# Thread: Prove a set is convex algebraically

1. ## Prove a set is convex algebraically

How can I determine if a set is convex without graphing it?

I have that a set, $\displaystyle S$, is convex if, given any two points, $\displaystyle x_1, x_2 \in S$, the line connecting them is entirely within $\displaystyle S$, or:

$\displaystyle \lambda x_1 + (1-\lambda) x_2 \in S \qquad \forall \lambda \in [0,1]$

Some of the sets in question:
b. $\displaystyle \{(x,y,z) \colon z=\left| y \right|, x \le 3 \}$
c. $\displaystyle \{(x,y): y-3x^2=0\}$
d. $\displaystyle \{(x,y,z): y \ge x^2, x+2y+z \le 4\}$
e. $\displaystyle \{(x,y):x=3, \left| y \right|, \le 4 \}$
f. $\displaystyle \{(x,y,z): z= \left| y \right|, x \le 3 \}$

I have to hand in f. I'm not good enough to draw it, but I can envision it. It looks like a "V" going from $\displaystyle x=3$ down to $\displaystyle -\infty$. Clearly, it is not convex.
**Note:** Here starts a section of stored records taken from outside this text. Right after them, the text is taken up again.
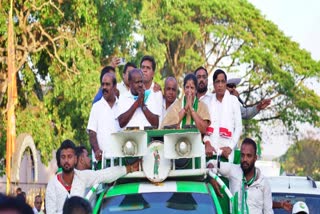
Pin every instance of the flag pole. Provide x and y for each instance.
(12, 99)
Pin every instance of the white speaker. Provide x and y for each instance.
(183, 145)
(128, 144)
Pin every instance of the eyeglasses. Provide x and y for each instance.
(231, 85)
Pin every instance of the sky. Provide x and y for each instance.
(299, 20)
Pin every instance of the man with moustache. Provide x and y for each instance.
(124, 86)
(103, 120)
(226, 123)
(73, 182)
(99, 95)
(83, 159)
(253, 188)
(138, 108)
(202, 92)
(170, 94)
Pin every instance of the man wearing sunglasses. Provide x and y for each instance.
(247, 112)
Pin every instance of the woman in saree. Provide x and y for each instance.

But how would I show that mathematically?

Thanks.

2. Originally Posted by MSUMathStdnt
Some of the sets in question (I can't make the braces in math mode?):

If you write \{a\}, you'll obtain $\displaystyle \{a\}$ .

b. {$\displaystyle (x,y,z) \colon z=\left| y \right|, x \le 3$}

It is not convex. Choose:

$\displaystyle x_1=(0,-1,1),\;x_2=(0,1,1),\;\lambda=1/2$.